Konrad Kąkolewski po wpłaceniu poręczenia majątkowego wyszedł na wolność 23 maja.
Były prezes GetBacku udzielił wywiadu Radiu ZET jako pierwszemu medium. Wcześniej rozmawiał tylko z dokumentalistą Sylwestrem Latkowskim, który kończy właśnie książkę i film o aferze GetBack.
Mariusz Gierszewski: Jak pan wyszedł z aresztu na Białołęce, nie było kamer i nie było mikrofonów. Zdziwił się pan, że był tylko jeden dziennikarz – Sylwester Latkowski?
Konrad Kąkolewski: Nie zdziwiłem się dlatego, że od dłuższego czasu ta sprawa jest obrabiana można powiedzieć medialnie. Krótko mówiąc, ci ludzie, którzy ukradli pieniądze, poopłacali parę osób w mediach, które pisały o tym w ten sposób, który pozwoli im ukraść te pieniądze. Co więcej, dzisiaj już prokuratura, prowadzi przesłuchania w kierunku tych właśnie osób, które pisały w mediach, przesłuchania na okoliczność tego w jaki sposób oni pomogli okraść 20 tysięcy osób. Nie zdziwiło mnie to, że specjalnie nikogo tam nie ma bo już ustalono w mediach jakąś wersję prawdy. A prawda jest inna. (Przeczytaj całość wywiadu >>>)

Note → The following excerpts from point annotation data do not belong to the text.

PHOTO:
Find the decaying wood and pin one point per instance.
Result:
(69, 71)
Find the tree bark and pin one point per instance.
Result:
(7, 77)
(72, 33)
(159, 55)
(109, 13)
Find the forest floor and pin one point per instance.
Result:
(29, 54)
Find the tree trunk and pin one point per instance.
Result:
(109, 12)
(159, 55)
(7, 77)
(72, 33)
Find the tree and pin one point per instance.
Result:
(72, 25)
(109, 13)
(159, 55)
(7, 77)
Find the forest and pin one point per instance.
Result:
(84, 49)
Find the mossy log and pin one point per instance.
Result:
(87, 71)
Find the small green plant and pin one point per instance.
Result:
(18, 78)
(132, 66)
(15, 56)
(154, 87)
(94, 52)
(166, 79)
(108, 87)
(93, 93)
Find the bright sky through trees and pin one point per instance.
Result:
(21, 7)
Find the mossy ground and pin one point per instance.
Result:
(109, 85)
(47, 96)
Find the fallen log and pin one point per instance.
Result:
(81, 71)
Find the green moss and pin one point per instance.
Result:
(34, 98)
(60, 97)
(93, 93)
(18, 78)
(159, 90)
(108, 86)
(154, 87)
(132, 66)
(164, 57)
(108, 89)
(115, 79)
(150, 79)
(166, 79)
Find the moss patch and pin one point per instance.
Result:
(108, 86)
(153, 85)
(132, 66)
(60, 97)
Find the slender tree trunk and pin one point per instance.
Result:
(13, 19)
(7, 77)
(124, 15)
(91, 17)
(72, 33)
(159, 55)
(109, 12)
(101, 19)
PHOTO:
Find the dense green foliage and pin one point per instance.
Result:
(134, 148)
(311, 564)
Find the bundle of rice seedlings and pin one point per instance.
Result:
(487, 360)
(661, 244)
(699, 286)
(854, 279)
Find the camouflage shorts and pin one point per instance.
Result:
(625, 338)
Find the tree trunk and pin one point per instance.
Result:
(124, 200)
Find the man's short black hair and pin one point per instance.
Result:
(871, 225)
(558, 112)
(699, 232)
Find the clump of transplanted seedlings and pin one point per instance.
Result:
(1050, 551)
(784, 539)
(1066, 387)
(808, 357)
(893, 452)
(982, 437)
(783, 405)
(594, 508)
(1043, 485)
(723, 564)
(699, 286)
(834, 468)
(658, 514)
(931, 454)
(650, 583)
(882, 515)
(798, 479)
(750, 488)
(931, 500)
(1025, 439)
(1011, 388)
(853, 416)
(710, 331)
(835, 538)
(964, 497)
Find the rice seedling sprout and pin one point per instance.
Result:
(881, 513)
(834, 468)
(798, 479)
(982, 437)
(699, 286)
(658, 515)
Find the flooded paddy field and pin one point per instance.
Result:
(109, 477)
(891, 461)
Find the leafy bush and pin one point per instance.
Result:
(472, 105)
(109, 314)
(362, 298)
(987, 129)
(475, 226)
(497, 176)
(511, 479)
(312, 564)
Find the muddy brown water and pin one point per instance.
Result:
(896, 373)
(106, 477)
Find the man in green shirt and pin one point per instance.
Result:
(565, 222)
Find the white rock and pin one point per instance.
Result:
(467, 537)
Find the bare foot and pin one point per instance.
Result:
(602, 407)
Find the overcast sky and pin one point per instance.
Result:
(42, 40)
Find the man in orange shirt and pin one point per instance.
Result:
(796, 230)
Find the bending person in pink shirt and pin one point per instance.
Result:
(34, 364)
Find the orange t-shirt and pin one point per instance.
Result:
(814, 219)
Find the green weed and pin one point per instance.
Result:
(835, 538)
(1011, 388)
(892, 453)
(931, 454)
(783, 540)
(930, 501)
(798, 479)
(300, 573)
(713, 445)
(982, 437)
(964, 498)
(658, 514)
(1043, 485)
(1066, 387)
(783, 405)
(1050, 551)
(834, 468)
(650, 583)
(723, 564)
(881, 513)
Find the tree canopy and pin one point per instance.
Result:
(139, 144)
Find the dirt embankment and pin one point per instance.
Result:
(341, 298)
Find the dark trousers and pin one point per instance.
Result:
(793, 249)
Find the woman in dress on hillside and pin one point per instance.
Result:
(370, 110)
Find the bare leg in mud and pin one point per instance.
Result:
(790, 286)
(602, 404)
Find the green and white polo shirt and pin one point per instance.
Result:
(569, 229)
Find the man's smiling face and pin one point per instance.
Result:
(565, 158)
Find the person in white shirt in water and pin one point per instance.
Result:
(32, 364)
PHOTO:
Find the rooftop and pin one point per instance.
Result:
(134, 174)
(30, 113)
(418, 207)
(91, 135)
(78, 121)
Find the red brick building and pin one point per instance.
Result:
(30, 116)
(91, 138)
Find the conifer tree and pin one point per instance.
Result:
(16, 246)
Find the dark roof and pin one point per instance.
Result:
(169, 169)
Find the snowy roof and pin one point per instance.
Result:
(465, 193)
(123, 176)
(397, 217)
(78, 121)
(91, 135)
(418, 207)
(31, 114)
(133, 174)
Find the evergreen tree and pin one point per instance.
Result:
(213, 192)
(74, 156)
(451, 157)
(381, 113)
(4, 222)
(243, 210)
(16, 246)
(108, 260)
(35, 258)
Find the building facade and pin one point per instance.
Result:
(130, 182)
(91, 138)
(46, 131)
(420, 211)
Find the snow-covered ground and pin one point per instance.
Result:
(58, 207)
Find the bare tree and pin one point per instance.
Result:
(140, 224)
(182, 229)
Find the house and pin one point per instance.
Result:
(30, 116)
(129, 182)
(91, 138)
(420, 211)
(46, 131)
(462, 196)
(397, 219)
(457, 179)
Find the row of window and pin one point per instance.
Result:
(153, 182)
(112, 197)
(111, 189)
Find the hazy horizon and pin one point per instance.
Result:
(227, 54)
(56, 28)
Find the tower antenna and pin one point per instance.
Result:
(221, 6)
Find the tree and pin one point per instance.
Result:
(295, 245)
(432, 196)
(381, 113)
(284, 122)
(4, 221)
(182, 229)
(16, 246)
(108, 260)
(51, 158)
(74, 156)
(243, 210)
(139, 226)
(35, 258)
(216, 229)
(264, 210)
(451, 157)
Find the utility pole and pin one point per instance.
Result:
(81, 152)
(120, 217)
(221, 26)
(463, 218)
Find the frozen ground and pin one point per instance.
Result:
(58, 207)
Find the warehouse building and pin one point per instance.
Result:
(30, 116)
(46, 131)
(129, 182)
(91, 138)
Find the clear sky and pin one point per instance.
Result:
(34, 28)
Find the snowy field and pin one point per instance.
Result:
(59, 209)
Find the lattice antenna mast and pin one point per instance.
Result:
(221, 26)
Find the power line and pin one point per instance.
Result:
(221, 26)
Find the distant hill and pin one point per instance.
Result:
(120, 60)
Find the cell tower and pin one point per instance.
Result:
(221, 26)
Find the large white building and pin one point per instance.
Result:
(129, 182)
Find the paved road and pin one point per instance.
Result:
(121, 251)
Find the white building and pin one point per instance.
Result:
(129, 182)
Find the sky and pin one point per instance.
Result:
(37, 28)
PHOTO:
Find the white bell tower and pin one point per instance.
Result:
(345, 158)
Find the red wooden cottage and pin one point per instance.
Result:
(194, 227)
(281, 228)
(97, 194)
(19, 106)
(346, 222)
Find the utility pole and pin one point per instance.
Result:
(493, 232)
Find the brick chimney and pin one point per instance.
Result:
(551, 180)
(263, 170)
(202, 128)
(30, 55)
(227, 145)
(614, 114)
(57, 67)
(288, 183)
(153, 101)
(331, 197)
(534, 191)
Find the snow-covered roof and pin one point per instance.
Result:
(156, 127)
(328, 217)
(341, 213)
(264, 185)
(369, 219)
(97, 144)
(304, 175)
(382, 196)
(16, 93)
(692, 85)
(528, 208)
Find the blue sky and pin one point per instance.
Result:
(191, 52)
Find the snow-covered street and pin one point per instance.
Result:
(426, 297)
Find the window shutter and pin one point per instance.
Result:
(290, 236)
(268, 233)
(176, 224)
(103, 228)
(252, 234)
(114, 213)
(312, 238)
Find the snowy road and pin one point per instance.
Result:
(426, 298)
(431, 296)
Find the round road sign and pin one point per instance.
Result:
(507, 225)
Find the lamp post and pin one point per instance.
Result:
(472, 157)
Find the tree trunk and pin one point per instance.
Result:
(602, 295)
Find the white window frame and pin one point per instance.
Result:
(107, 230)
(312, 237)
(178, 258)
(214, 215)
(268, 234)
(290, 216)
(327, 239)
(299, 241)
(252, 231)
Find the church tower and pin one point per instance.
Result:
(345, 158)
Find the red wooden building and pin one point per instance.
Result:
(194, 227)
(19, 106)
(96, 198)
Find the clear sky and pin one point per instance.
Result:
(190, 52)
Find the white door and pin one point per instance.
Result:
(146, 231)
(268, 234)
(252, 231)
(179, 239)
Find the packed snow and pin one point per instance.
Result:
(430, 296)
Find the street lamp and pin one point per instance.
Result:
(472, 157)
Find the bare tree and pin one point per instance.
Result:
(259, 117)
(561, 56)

Myli się Konrad Kąkolewski, raczej prokuratura chce mieć haki i dać sygnał dziennikarzom, nie przyglądajcie się sprawie, macie tyle tematów albo przedstawiajcie naszą wersję jedynie słuszną.
Myślałam, że umrę ze śmiechu, gdy zobaczyłam Scarpię w obroży z sex shopu na szyi. Z gówna bicza nie ukręcisz
28 maja 2022, sobota
W "Gazecie Wyborczej", coś co dawno nie było. Ktoś nazwał po imieniu to, co dzieje się w tzw. Sztuce współczesnej. Czytamy: "Sławna polska sopranistka Aleksandra Kurzak i jej mąż, niemniej sławny tenor Roberto Alagna zerwali kontrakt z barcelońską sceną operową Gran Teatre del Liceu. Poszło o zaplanowaną na 4 stycznia 2023 roku premierę "Toski" Giacoma Pucciniego w reżyserii młodego Hiszpana Rafaela R. Villalobosa.
Aleksandra Kurzak: – Powód został podany przez teatr. Nie chcieliśmy się wcielać w postacie w inscenizacji zaproponowanej przez Gran Teatre del Liceu.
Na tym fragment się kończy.